Currently the old town can best be described as a large open air museum. Its beauty is unheard of but, unfortunately, comes with a price. The streets and little alleys are filled with tourists who are getting in the way and making it impossible to wander around and imagine how it must have been centuries ago. I have to say things generally improve after sunset. People visit the old town to have dinner and the atmosphere becomes more and more peaceful. In the upper areas it’s still possible to walk around on your own and run into some local people every now and then. Noticeable as well is the immense amount of stray cats, both adults as well as plenty of kittens. As a huge fan of cats, this was a nice bonus to me!

The old town being the absolute highlight of Dubrovnik, other parts are visited much less by tourists. Since the city is rather small, I could cover the area by foot. The peninsula of Lapad was roughly 3 km away from my apartment and from there a nice trail led me around Babin Kuk with its beautiful beaches all the way to the beach of Lapad. Lapad itself was not that nice if you’d ask me but the first part of the walk, around Babin Kuk, housed some beautiful vistas. On the way back to my apartment I noticed a small and out of sight beach, named Bellevue. I visited it the next and also last day of the trip to go for a final swim, relax and reflect on the new experiences!

Bellevue beach in Dubrovnik

Bellevue beach in Dubrovnik

After nearly two weeks of travelling in Croatia I can only conclude that the country has a lot to offer. A rich and intense history, beautiful nature and impressive culture are all part of the country. Croatia has been part of the Roman and Ottoman Empire and more recently Yugoslavia, just to name some significant events in its history. Naturewise the beaches and its cristal clear water are simply breathtaking. The national parks add another dimension to a visit to this part of the world. There are several islands to choose from for your getaway. In terms of culture the old towns with its squares, churches and fortresses offer enough to keep you busy for a couple of days. So far, so good…

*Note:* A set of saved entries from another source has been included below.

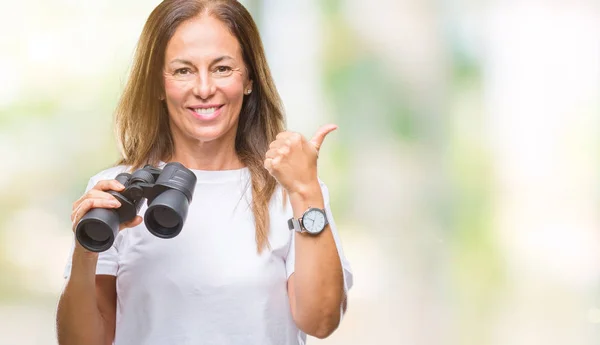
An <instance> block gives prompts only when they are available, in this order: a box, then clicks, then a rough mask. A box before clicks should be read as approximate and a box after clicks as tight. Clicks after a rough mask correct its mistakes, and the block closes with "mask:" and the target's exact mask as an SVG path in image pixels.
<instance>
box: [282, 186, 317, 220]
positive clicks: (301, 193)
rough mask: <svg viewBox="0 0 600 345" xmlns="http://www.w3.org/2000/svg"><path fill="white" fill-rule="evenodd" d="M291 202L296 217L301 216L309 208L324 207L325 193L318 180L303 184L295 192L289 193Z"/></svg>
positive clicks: (298, 217) (295, 217) (301, 215)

Unfortunately these pros of Craotia also come with a price. The number of tourists is immense, especially in Split and Dubrovnik. And then you’d have to consider that I visited these places outside the high season. I do not want to imagine the crowds mid July… Even though Zagreb doesn’t have a lot of sights to offer I’m happy I visited the capital. Due to the relative lack of tourists, I felt capable of at least observing local life to a certain extent. A consequence of the number of tourists are the prices. Zagreb is pretty cheap but once you travel South the more expensive things get. Split is probably 50% more expensive compared to Zagreb whereas prices in Dubrovnik are at least doubled. Finally, I have to say my experience with the local people has been very mixed. In hospitality some people really don’t understand service where others welcome you with tea and homemade cake and went out of their way to make my stay as pleasing as possible. Many people simply ignore you where some others were open for a nice conversation. It was also very strange for me to be in a European country with a very limited multicultural society. Considering the ethnic conflicts related to former Yugoslavia ended only in 2001, I can only conclude that things will improve and Croatia will broaden its horizon in the near future!